Startups must strive to minimize waste
Being less wasteful is the basic concept of The Lean Startup. According to Ries, the waste is anything that requires additional work but that customers will not value. For example, it can be a feature that early adopters didn’t notice or don’t care about. The same is with the level of quality that goes beyond customer needs and expectations. All such things take time, energy, and money. But they don’t make a product better, more competitive, or more beneficial for customers.
Validated learning is a key
Reis claims that startups should rely on validated learning if they want to build products that customers will buy. According to The Lean Startup, entrepreneurs must take a scientific approach to the testing of their assumptions and show products to prospective customers instead of creating them behind closed doors. Otherwise, they can end up spending time and money on perfecting the solution that no one really needs.

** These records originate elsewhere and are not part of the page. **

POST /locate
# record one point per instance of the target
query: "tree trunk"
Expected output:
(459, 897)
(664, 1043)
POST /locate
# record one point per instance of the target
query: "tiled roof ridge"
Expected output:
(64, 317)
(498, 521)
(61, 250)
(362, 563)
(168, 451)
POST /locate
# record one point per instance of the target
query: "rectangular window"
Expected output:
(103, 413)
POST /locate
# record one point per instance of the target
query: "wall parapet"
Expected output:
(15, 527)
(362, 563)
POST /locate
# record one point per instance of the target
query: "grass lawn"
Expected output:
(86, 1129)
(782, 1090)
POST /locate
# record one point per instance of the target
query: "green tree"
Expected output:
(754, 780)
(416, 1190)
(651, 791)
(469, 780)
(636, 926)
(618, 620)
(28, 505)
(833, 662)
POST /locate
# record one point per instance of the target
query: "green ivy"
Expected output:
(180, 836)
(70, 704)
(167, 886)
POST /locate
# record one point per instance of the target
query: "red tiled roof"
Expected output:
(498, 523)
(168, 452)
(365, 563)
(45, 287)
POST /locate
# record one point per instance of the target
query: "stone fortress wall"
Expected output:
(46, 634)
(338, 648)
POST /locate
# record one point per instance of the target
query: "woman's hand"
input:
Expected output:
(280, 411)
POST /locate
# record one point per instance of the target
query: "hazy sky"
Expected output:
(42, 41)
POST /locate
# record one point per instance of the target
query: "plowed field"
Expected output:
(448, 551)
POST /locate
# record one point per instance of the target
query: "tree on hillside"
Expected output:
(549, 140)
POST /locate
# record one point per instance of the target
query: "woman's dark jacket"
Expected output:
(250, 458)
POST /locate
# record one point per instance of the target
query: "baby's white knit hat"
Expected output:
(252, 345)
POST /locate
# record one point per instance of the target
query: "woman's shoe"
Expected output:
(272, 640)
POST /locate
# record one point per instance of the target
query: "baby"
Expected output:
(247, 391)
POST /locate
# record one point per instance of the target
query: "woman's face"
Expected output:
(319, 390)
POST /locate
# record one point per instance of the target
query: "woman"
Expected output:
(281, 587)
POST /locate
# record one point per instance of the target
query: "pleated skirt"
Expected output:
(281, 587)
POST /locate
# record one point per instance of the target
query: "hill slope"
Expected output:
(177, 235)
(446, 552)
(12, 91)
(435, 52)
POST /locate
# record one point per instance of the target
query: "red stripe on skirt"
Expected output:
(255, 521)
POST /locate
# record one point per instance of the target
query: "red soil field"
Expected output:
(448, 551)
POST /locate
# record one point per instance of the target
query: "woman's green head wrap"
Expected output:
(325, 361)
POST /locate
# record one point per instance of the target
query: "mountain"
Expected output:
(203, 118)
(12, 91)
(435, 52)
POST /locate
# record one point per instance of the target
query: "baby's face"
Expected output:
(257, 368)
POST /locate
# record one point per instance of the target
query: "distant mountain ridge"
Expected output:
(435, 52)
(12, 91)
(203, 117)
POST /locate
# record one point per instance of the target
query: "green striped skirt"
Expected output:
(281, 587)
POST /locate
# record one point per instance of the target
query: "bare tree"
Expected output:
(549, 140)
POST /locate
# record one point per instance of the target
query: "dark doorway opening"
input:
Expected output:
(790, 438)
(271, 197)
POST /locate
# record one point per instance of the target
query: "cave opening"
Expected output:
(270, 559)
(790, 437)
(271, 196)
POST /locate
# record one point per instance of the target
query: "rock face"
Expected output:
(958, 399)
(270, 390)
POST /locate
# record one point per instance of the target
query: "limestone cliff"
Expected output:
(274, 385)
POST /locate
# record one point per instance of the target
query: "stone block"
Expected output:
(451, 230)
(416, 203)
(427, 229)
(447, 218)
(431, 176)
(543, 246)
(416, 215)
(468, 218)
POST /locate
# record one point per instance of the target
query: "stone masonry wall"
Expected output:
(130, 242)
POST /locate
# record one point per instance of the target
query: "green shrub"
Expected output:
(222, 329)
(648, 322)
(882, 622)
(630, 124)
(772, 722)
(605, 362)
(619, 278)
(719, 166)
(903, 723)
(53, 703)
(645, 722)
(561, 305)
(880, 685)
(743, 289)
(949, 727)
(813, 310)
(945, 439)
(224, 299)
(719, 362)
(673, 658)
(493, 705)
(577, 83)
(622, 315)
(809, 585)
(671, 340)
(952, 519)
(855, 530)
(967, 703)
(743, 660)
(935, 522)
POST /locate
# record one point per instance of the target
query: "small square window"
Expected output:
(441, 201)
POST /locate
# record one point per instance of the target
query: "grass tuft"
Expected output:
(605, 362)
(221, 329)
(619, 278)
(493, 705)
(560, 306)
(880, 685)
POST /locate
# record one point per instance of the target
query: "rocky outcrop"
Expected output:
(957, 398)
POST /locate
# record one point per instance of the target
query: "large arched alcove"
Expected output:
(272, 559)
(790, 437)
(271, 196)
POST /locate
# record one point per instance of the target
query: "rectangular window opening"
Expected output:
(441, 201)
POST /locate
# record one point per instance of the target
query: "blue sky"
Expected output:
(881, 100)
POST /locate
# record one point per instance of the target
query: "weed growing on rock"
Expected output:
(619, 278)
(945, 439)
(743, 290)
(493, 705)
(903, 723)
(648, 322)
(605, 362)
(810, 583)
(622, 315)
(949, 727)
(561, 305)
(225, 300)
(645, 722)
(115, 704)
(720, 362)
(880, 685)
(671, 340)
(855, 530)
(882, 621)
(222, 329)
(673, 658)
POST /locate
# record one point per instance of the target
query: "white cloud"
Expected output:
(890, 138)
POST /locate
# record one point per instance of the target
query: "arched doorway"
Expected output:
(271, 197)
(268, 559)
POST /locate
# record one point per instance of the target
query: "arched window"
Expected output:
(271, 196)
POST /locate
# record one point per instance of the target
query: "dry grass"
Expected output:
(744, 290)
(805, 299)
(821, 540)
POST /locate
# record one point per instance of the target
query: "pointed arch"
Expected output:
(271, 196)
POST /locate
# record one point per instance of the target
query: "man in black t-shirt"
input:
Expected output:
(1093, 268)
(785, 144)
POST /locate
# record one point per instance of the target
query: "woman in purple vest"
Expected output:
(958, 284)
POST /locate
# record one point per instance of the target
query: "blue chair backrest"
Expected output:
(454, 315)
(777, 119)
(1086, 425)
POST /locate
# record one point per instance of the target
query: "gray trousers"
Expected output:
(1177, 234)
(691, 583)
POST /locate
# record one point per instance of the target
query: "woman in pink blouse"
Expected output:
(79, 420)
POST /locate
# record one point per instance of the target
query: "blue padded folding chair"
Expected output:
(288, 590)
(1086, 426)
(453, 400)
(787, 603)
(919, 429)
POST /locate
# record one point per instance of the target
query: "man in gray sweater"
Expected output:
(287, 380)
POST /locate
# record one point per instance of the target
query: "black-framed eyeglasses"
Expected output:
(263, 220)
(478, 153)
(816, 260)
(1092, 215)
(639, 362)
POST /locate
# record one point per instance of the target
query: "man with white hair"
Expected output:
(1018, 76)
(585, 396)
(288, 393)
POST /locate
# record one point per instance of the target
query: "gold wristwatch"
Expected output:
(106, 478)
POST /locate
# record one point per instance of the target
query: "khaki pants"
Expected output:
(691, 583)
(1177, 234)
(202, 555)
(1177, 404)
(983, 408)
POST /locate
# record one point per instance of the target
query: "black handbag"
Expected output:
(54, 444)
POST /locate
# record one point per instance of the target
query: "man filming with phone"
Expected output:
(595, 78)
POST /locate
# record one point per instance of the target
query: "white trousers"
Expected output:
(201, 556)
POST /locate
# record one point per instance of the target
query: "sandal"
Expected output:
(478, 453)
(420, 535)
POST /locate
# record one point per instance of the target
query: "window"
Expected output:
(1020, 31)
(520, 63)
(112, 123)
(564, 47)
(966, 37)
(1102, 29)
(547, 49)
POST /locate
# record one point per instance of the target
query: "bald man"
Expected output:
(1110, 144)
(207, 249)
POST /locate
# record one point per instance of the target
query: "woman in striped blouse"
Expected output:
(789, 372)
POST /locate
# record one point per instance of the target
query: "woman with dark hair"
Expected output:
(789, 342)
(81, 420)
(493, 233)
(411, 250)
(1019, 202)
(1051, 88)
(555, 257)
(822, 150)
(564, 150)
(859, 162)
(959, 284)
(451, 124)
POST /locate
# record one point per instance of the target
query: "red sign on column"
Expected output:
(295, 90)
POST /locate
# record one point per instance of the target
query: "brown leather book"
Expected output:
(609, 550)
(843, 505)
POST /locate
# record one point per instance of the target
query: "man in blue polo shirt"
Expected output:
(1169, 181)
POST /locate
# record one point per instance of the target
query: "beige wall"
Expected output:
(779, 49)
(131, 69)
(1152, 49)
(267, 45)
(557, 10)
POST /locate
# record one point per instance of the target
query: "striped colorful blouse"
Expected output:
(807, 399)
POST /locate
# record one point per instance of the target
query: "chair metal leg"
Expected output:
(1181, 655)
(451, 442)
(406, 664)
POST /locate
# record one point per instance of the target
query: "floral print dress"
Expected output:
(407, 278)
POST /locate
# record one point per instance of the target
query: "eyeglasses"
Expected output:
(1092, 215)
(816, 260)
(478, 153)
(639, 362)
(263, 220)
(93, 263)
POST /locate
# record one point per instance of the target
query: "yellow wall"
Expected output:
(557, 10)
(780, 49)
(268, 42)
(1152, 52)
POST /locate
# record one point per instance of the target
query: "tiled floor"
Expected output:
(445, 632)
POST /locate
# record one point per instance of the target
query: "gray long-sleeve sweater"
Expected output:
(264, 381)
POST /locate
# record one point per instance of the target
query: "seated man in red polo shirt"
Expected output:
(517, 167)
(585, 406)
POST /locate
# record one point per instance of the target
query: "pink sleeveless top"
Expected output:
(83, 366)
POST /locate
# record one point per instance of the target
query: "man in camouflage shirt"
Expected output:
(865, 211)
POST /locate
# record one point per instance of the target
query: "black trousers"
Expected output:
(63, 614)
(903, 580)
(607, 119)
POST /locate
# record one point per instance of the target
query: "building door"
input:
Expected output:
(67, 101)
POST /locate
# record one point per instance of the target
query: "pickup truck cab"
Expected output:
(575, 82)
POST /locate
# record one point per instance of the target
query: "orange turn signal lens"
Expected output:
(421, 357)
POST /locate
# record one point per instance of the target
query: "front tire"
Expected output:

To make sure that development is moving in the right direction, product creators should split the entire process into short spans. This will provide them with enough flexibility to consider customer feedback in every new iteration.
The MVP stage should not be skipped
Today, a “minimum viable product” is a widely used term in the tech community. But not all people know that it was Eric Reis who started popularizing it almost ten years ago. The MVP concept is logically related to the necessity of verifying the ideas in practice and taking action instead of theorizing.
In The Lean Startup, Reis explains that a build-measure-learn cycle helps entrepreneurs reduce risks by turning uncertainties into knowledge. For this reason, startups should release an MVP as quickly as possible, adding to it only those features that are absolutely necessary to test the main hypotheses.
Innovation accounting will help you measure real progress
Innovation accounting is something most beginner entrepreneurs consider too boring to pay attention to. But Reis claims that measuring success and failures is vital to improve entrepreneurial outcomes and make the right decisions about product development. To track the real progress and achieve positive results, entrepreneurs should use actionable metrics, set specific milestones, and properly prioritize the work. This will allow them to eliminate chaos and focus on important stuff.
The Lean Startup is targeted mainly at startuppers who have brilliant product ideas but lack knowledge of how to implement them in practice. Yet, the concepts outlined in the book may also inspire mature entrepreneurs to unleash the growth potential of their businesses. Besides, Reis uses a number of case studies to illustrate principles featured in The Lean Startup. This makes the book even more captivating and interesting to read.